Mystery of the Alarmed Avians
When I got home tonight, I randomly picked up one of the ducks huddled next to my car, smelled it, and thereby solved the “Mystery of the Alarmed Avians”.
Yesterday I found all of ducks not only out of their pen but scattered across the entire farm like confetti. I found clearly terrified ducks huddling in the bales, in the chicken coop, in between our vehicles. But a head count showed everyone was accounted for and nobody appeared physically harmed, just terrified.
Now whatever made them move had to be pretty motivating because our Muscovy drakes are HUGE—they definitely can’t fly and care barely hop small sticks on the ground, much less a 3 foot fence. And everyone else has their flight feathers clipped after they decided it was super fun to fly into the horses’ water tank and make it a duck bath. And my methods were working because not a duck had left the pen all winter—they have several calf huts filled with straw, a private pond and endless food. Life is good in the duck pen.

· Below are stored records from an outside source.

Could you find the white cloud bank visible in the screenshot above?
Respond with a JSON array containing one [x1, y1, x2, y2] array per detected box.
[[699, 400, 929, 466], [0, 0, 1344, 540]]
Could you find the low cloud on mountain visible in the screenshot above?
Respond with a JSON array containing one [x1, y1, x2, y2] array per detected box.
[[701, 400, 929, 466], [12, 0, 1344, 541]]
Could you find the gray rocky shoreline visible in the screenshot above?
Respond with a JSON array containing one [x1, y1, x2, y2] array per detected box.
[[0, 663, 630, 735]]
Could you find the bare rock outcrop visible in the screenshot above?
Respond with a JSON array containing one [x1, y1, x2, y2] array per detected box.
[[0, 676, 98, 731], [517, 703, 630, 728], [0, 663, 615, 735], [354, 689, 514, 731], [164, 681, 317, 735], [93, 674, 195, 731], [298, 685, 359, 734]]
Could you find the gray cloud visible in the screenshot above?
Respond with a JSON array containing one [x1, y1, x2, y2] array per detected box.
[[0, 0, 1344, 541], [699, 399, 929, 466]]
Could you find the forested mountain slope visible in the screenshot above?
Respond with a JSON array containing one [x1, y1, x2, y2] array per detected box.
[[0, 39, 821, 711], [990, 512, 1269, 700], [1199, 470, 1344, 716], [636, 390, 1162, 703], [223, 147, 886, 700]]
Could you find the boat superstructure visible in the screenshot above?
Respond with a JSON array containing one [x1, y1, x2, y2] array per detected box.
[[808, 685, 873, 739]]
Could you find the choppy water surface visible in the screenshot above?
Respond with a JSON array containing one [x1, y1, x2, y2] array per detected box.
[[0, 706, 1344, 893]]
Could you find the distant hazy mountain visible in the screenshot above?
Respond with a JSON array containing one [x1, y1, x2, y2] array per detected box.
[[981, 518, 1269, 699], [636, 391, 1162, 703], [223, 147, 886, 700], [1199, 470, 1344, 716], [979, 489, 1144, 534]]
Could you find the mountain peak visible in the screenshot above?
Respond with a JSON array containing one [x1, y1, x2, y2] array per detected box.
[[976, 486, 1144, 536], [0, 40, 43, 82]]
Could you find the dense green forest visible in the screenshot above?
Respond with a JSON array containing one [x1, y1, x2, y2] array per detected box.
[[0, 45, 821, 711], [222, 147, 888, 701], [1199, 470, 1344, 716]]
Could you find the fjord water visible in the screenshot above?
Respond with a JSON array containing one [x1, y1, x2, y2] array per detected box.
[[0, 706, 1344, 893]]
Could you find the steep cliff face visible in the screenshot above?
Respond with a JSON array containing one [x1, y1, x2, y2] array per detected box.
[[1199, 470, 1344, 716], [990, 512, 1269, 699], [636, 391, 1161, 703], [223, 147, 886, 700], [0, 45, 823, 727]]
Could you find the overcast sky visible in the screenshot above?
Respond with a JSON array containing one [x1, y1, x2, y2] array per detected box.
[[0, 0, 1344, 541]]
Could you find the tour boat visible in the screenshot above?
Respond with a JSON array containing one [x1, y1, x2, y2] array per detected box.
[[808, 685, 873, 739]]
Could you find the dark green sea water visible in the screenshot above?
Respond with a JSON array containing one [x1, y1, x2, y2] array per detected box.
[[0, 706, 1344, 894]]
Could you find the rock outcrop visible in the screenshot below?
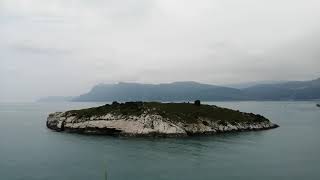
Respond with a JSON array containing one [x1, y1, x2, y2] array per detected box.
[[47, 101, 278, 136]]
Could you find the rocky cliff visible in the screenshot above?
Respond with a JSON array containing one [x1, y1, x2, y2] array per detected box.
[[47, 102, 278, 136]]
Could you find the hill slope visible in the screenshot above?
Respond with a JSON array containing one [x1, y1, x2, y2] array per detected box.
[[73, 78, 320, 101]]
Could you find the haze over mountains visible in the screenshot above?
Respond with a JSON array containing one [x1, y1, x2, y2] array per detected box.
[[62, 78, 320, 101]]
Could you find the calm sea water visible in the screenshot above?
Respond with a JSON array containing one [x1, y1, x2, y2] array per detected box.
[[0, 102, 320, 180]]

Now I figured it had to have been some sort of predator after them—critters are hungry and on the move after this terribly cold spell we have had. But with everyone alive and unharmed, I assumed Punzi must have done her job exceptionally well. But I still wanted to know what it was to have the bravado to come walking into her territory. We haven’t had sign of a predator on our actual property in over a year—not a coyote, not a opossum, not a raccoon, heck she even scared the Bald Eagle hunting our white chickens away. LGDs for the win!
And with my random duck sniff test, I had my answer: A skunk!
It turns out, about 1/4 of my ducks REEK of skunk. And I went over to their duck house and sure enough, it smells of skunk too! And ALL the food from their little bulk feeder is fine. I am betting a skunk was roused from semi-hibernation by last weekend’s warm weather and decided to grab himself of a snack of the duck’s high protein waterfowl feed...it must taste pretty good because I’ve seen the cats try it! And then all heck broke loose when the ducks freaked out to leave their hut.
I don’t know how well a duck can smell but I coaxed everyone back into their pen and put their feed way away from the stinky calf hut, which seemed to somewhat satisfy them. I still don’t know how they managed to get out, but with snow and extreme cold overnight tonight, I hope they stay put. They have 3 more huts unsullied for sleeping and a dog on high alert now. Hopefully Mr. Skunk went back to bed so we can all have some peace and quiet!